To treat its occupant with such visible disdain is to show disrespect for the democratic process itself. Because if Brown lacks an electoral mandate, so too do Andrew Marr, Rupert Murdoch and the invigilators of the BBC and Sky.
The media likes to think of itself as a fearless scourge of the powerful. But this week we have seen the evidence that it is, in fact, a powerful elite – unelected, barely accountable and with all the arrogance of those it likes to criticise. There’s something to this, for sure. But there’s nothing new under, the, er Sun. Freedland’s complaints would be more persuasive if Labour hadn’t enjoyed – and egged on – the media’s hostility to John Major’s ministry a dozen years ago. Then as now the governing party felt itself under siege, traduced by a press pack that had lost any respect for the government and was impatiently awaiting an election that would clear the air and send the incumbents packing.
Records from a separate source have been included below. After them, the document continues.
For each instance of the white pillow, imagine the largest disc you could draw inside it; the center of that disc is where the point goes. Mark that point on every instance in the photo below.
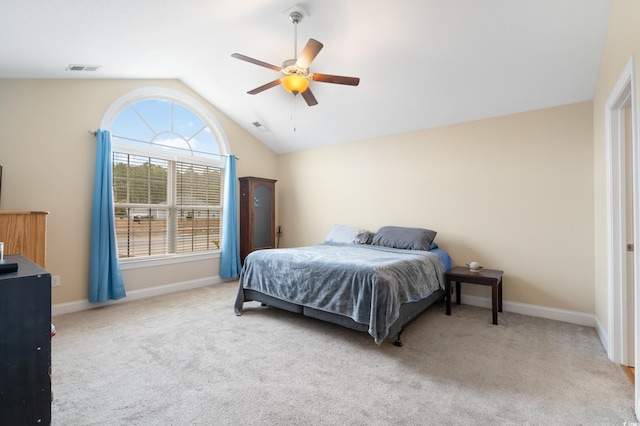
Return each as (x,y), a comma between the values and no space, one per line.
(342,234)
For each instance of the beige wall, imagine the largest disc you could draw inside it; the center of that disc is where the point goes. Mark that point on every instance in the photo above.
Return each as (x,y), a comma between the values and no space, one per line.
(514,193)
(623,41)
(48,158)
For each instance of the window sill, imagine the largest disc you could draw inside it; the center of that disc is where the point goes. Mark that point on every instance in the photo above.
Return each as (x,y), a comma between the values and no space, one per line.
(150,262)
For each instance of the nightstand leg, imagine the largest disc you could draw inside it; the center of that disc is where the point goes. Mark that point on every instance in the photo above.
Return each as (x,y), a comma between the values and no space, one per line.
(447,296)
(494,302)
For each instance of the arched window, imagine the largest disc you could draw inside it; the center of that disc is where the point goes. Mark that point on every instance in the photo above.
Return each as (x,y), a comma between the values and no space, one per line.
(168,159)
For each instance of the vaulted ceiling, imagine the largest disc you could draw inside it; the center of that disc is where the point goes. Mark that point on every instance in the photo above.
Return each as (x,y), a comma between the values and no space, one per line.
(422,63)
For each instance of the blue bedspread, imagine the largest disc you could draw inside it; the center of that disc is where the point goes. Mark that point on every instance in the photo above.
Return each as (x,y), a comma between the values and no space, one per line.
(365,283)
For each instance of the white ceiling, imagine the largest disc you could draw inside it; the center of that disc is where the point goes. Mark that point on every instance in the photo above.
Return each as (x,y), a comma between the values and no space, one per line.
(421,63)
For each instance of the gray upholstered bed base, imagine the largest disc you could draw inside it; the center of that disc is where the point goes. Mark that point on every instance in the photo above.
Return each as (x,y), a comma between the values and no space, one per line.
(408,311)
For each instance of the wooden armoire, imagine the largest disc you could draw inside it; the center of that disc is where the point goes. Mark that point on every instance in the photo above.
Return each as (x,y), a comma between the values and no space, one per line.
(257,214)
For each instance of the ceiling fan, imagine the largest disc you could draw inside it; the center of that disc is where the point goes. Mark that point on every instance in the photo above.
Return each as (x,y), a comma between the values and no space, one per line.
(296,75)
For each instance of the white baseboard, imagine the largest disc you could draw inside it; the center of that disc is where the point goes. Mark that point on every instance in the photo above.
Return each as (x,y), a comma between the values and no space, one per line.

It is far from obvious that Labour is getting a worse press than Major did and those Tory MPs whose careers were ruined by trivial sex “scandals” might think that Labour, actually, is getting off pretty lightly.
But, yes, the press is both bored by Gordon Brown as a person and as a politician. It’s no longer prepared to give him the benefit of the doubt. That’s what happens when a party exhausts itself in power.
There are, lord knows, 101 things wrong with the British press and some of those faults are serious. But it cannot be accused of failing to appreciate the public mood. That mood is indeed irritated, cynical and, yes, perhaps bullying too. When it was strong Labour prided itself upon its ability to manage and manipulate the press; now that it is weak it’s no great surprise that the press is taking its revenge. Freedland’s headlines writer complains “Enough of these media hyenas” but expecting a hyena to be a wildebeest is about as pointless an exercise as you could imagine. Hyenas are as hyenas are.
The press, of course, is always getting in the way. But, awkward, bloody-minded, shrill, arrogant, excitable, hypocritical and absurd as it may often be, on balance there’s more to be said for the British way of doing these things than for, to take but one example, the French.
I’m only surprised that Freedland didn’t think to include an attack on the internet in his piece. It’s fast becoming traditional to decry the supposed lack of civility in online discourse too and to suggest that this also threatens the sanctity of democratic discourse. Aye, well, maybe.
More probable, it seems to me, is that we may be experiencing a reversion to the argy-bargy and furious disputation of the nineteenth century. Then, as now, there was rudeness aplenty in an age of pamphleteers. In that respect, perhaps it’s the gentility of the mid to late 20th century that’s the exception, not the rule.